The bounty of Italy's renowned farm products is so plentiful, each crime syndicate and sometimes even specific clans are specializing in certain items.

"The most notorious clans of organized crime have divvied up the food business, putting their hands on the products that are symbols of ‘made in Italy,'" Coldiretti said.

The Mafia is also subsidizing their industries through slavery.

Supposedly, slavery was abolished centuries ago. But most recent statistics say that in Europe over 1 million people are slaves, victims of human trafficking, sexual exploitation, and forced labour.

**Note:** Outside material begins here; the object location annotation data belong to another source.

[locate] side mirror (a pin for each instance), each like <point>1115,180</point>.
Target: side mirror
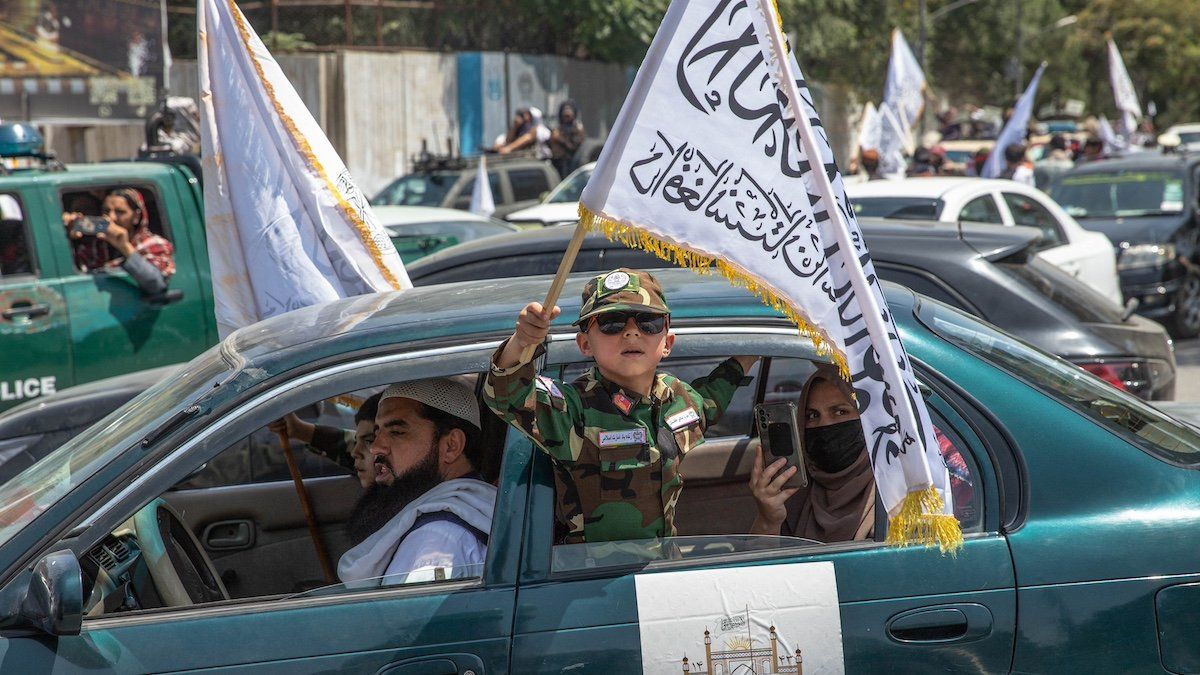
<point>53,603</point>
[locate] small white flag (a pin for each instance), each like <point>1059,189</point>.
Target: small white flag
<point>1123,93</point>
<point>481,201</point>
<point>287,226</point>
<point>1014,129</point>
<point>718,160</point>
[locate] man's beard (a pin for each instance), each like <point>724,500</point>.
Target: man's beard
<point>381,502</point>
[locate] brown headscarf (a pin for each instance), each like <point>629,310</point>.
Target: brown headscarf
<point>834,507</point>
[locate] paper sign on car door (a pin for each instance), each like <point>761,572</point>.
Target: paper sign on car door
<point>767,619</point>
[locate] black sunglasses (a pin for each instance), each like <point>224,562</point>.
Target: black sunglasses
<point>611,323</point>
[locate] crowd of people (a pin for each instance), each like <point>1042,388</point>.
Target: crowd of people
<point>528,132</point>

Italy is one of the European countries, along with Bulgaria, Cyprus, Greece and Romania where modern slavery labour conditions are still in high numbers. The Report "Modern Slavery Index 2017" by the British Study Centre Verisk Maplecroft, highlights the tight relation between increasing immigrants on the European shores and the increasing slavery problem, in particular in primary countries of arrival.

In Italy, migrants are victims of the huge business called "agromafia", short for mafia in the agriculture sector, estimated to have had a revenue of around 14 billion euros in 2013. FLAI-CGIL is the Italian labour union which supervises and protects human rights in working conditions in the agriculture field. Professor Jean-Rene Bilongo, FLAI-CGIL Migrants Affairs National Officer in the interview with WIB, says "Migrants are often victims of exploitative labour in agriculture" and it is not an issue limited to Southern Italy.

The ‘enslaving process', begins even before migrants arrive on the Italian shores. In fact, the organized crime, through local intermediaries in Africa and the Middle East, arranges the journey for thousand euro, a debt that forces them to accept horrid living and working conditions at the time of arrival. Obliged to work in illegal forms to pay back the debt, migrants also get threatened to be exposed to the police their illegal stay in the country, thus facing the repatriation.

The slavery conditions happen all over the country, from tomato and olive plantations in the South to the best wine-producing companies in the North and it is not possible to create a detailed map of slavery in Italy because the phenomenon is "systemic and fluid".

Abuses are part of the day, just recently law Enforcement handcuffed two people in Taranto for severe labour exploitation, explains Professor Bilongo. "35 Romanians workers paid 1,5 euros per hour for seventeen hours a day with no weekly break" and parked in basic rooms with no toilets, he adds. "At any complain, they would be bitterly beaten up".